As a secondary analysis, we evaluated associations of sphingolipids with incident MI, stroke, heart failure, and ASCVD within the SHFS cohort. These models followed the same analytic approach as the primary analysis.
We conducted a number of sensitivity analyses. To assess whether associations were robust to additional adjustment of high density lipoprotein-cholesterol (HDL), fibrinogen, or triglyceride levels, or of estimated glomerular filtration rate (eGFR), we repeated the multivariable analyses with additional terms for HDL-cholesterol, triglycerides, and fibrinogen in one model and chronic kidney disease (CKD; eGFR < 60) in another. We also examined whether associations of sphingolipids with incident CVD differed by age, sex, BMI, CKD, or duration of diabetes by adding product interaction terms to the multivariable models.

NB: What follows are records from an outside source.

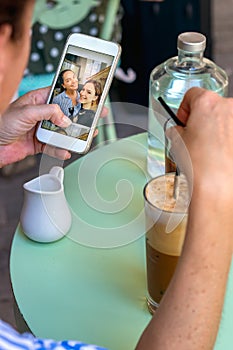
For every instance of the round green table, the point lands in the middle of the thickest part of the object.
(91, 284)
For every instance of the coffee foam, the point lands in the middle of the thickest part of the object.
(161, 208)
(159, 192)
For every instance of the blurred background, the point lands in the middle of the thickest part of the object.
(147, 32)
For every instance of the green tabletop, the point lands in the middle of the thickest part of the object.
(91, 285)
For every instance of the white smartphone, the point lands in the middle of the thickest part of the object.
(80, 87)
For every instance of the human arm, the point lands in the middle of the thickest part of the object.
(18, 127)
(190, 311)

To account for multiple comparisons in these sensitivity analyses, we used a significance threshold of p < 0.001 (8 sphingolipid species and 6 additional models; p < 0.05/48).

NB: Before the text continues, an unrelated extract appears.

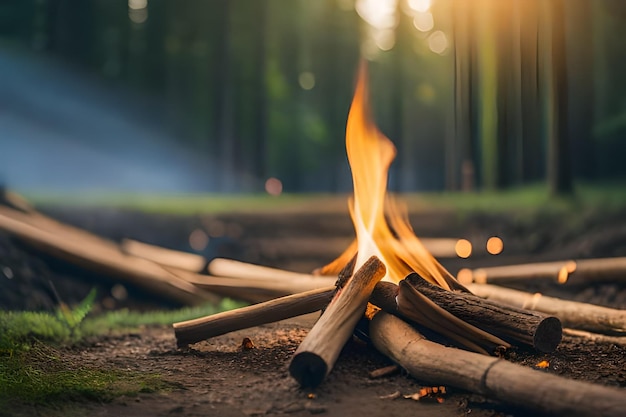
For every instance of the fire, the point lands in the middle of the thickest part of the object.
(381, 223)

Inverse-variance-weighted fixed effects meta-analyses were conducted to combine results from the two cohorts using the log hazard ratios (SHFS), log odds ratios (SHS), and their corresponding standard errors in STATA 16.0 (Stata Corporation, College Station, TX); for the purposes of this manuscript, we refer to resulting meta-analyzed parameter as “relative risk.” Inverse-variance-weighted fixed-effects meta-analyses approximate results that would be obtained if the data from all studies could be analyzed together with adjustment for study . Heterogeneity was assessed via I2 variance .

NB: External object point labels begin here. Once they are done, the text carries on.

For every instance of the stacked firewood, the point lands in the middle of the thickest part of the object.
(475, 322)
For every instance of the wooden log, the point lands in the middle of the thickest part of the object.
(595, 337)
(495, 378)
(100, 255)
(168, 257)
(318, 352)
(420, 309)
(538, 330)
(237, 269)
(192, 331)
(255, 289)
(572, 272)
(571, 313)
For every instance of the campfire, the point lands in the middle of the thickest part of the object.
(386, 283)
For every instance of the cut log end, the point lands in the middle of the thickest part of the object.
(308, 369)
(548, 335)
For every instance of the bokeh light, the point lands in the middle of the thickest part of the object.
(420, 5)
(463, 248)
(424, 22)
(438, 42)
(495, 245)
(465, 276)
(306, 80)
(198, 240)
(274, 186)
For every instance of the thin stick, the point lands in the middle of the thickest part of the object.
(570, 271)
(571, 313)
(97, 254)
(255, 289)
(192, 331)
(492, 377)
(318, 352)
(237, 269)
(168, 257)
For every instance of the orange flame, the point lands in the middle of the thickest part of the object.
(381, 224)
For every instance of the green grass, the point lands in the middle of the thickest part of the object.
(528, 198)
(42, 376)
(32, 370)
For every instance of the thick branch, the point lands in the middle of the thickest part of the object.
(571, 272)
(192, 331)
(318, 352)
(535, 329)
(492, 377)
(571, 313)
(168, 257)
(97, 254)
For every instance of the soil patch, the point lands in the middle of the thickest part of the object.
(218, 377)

Multiple imputation with chained equations was used to impute missing values for smoking (SHFS: n = 2; SHS: n = 9), alcohol consumption (SHFS: n = 30; SHS: n = 5), education (SHFS: n = 9), BMI (SHFS: n = 7), waist circumference (SHFS: n = 4), LDL-cholesterol (SHFS: n = 10; SHS: n = 18), duration of diabetes (SHFS: n = 32; SHS: n = 1), physical activity (SHFS: n = 206; SHS: n = 12), systolic blood pressure (n = 1), fibrinogen (SHFS: n = 3; SHS: n = 3), triglycerides (SHFS: n = 3; SHS: n = 1), HDL-cholesterol (SHFS: n = 7; SHS: n = 2), and CKD (SHFS: n = 2; SHS: n = 4) using information on age, sex, site, treated hypertension, treated hyperlipidemia, and type of diabetes treatment [18, 27, 28]. Schoenfeld residuals were evaluated to test the proportional hazards assumption in SHFS Cox models; Martingale residuals were used to assess the linearity of associations; and delta-betas were reviewed to assess the impact of potential influential outliers.
A Bonferroni correction was used to adjust for multiple comparisons; a significance threshold of 0.0063 (0.05/8 sphingolipid species) was used.